マイナンバーと分散管理について
マイナンバー制度の導入に当たり、個人のプライバシーに与える影響が懸念されています。
これに対し政府は、マイナンバーは分散管理を行うので個人情報が一元的に管理されることはないと宣伝しています。
以下では、このマイナンバーの分散管理について解説します。
利用範囲が次々拡大するマイナンバー
平成28年1月から運用が開始されるマイナンバーは、運用開始当初は税・社会保障・災害対策に関係する個人情報のみ紐付けされます。
しかし、その後の法改正により、次々にマイナンバーに紐付けされる個人情報の範囲の拡大が予定されています。
例えば・・・
平成27年9月の法改正では、メタボ検診及び予防接種の履歴、預金口座のマイナンバーへの紐付けが決まりました。

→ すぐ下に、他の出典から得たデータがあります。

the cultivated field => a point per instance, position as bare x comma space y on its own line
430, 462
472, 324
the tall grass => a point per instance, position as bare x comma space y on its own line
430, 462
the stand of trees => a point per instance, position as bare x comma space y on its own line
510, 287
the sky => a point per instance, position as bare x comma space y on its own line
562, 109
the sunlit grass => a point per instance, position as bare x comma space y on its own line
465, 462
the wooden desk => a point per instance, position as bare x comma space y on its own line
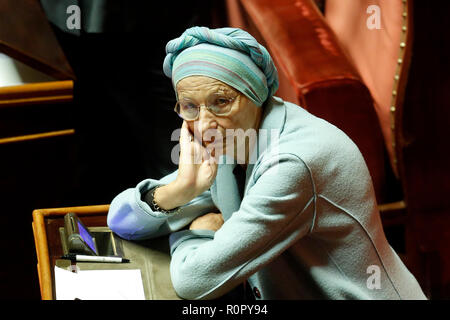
46, 224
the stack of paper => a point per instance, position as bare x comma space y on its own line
99, 285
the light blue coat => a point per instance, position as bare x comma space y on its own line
307, 228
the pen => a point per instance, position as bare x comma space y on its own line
84, 258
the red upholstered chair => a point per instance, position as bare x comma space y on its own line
354, 76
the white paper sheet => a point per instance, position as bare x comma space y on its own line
99, 285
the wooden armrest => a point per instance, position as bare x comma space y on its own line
40, 238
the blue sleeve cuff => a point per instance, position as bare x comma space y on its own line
176, 238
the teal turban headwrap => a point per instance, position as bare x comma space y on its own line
230, 55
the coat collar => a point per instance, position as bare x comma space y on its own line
225, 189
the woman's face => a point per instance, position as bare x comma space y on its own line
244, 113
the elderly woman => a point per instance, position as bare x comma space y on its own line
294, 215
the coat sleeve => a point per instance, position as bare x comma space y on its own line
276, 211
133, 219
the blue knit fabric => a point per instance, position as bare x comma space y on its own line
230, 38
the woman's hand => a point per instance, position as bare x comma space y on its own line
210, 221
197, 169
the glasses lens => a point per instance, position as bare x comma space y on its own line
220, 104
187, 110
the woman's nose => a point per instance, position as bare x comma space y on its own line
206, 120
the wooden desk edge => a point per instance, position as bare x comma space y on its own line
41, 243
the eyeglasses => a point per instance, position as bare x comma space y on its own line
218, 104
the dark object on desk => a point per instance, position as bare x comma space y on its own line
152, 257
83, 258
78, 238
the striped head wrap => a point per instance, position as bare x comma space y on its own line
230, 55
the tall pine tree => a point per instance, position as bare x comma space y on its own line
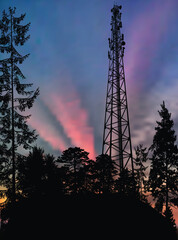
15, 97
163, 178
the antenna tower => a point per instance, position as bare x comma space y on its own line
116, 137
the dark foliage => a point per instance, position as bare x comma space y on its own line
15, 98
163, 178
80, 217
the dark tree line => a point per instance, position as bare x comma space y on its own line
41, 175
15, 98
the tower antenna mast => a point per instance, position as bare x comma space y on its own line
116, 137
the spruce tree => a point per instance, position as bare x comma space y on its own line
15, 97
140, 170
163, 177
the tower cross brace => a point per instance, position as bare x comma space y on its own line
116, 136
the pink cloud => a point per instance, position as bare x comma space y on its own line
147, 31
73, 117
46, 131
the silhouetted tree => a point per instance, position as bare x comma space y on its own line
32, 173
140, 169
74, 159
163, 178
105, 172
38, 175
125, 185
14, 96
170, 219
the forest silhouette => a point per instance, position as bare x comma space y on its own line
73, 196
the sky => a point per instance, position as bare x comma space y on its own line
69, 63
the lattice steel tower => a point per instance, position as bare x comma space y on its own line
116, 137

その後も、戸籍、クレジットカード、パスポート、証券口座、固定資産等に関する個人情報への利用拡大が検討されています。
分散管理と一元管理
1つの番号に紐付けされる個人情報の量があまりに膨大なので、恐怖感を覚えます。
これに対し、政府は、マイナンバーは分散管理を行うと宣伝しています。
今まで各行政機関が保有していた個人情報はそのままその機関が管理し、マイナンバーを利用して必要な情報を必要な時にのみやり取りをするというものです。
分散管理方式は、
- 住民基本台帳や住民税に関する情報は市区町村に
- 所得税などの国税に関する情報は税務署に
- 年金に関する情報は日本年金機能に
- 健康保険に関する情報は健康保険組合等に
それぞれ分散して管理されます。
機関相互間の情報交換にマイナンバーが使用されるにすぎません。
分散管理の反対語としては、一元管理があります。
一元管理とは、マイナンバーに紐付けされるすべての個人情報を集積できる共通データベースを作成し、そのデータベースを用いて特定の機関がそれを一元的に管理するというものです。
個人情報の一元管理とは
マイナンバーに紐付けされた個人情報の一元管理を可能にする共通データベースが作成されれば・・・
例えば、
会社に就職を申込むと、会社が就職申込者にマイナンバーを提出させ、会社がそのマイナンバーを用いて共通データベースにより個人情報を調査し、その結果により就職の可否を決めるということも可能になります。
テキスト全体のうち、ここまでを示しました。